Non-integrated, extra-chromosomal DNA.

Question 33

If XNA is used as the genetic material, what may we be able to create in the future?

Answer 33

XNA episomes.

Question 34

Why might an XNA episome be useful? Give 2 examples.

Answer 34

1. Can store extra information: if we establish a coding/decoding mechanism with synthetic enzymes whereby XNA and DNA are interchangeable.
2. Can be maintained stably as is not part of the chromosomes.

Question 35

On what condition would and XNA episome need to work?

Answer 35

Orthogonality: XNA would need to be inaccessible to current biological systems (basically so it doesn’t fuck your cells up), i.e. they can both occur without interfering with each other.

Question 36

Define Xenobiology.

Answer 36

Unnatural biological systems.

Question 37

What are the risk of GMOs resulting for xenobiology?
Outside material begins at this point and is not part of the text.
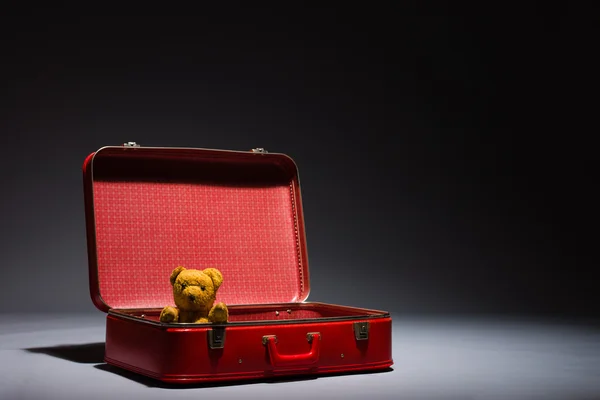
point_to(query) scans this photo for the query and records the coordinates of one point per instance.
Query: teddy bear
(195, 292)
Give 2 examples.

Answer 37

1. Ecological: GMOs may interfere with other animals and their niches.
2. Informational: the risk that part of the GMed genome could spread to natural organisms, which would disrupt ecosystems.

Question 38

Reports of controlled GMO release have so far conferred what?

Answer 38

GMOs released for bioremediation have not established themselves in the tested niches and pose no threat to the environment.

Question 39

XNA can be viewed as a ‘dead man’s switch’. Why?

Answer 39

Because it requires synthetic prescursors and xenobiology is purposely isolated from natural biology, it does not require an organisms to be alive to be activated, e.g. does not require precursors to be synthesised etc.

Question 40

Containment failure of XNA relies on the ‘shortest evolution distance’. What does this mean?

Answer 40

The smallest change could cause it to be uncontained: for example a single mutation is archaea with XNA caused the production of XNA reverse transcriptase, causing RNA to be produced from XNA.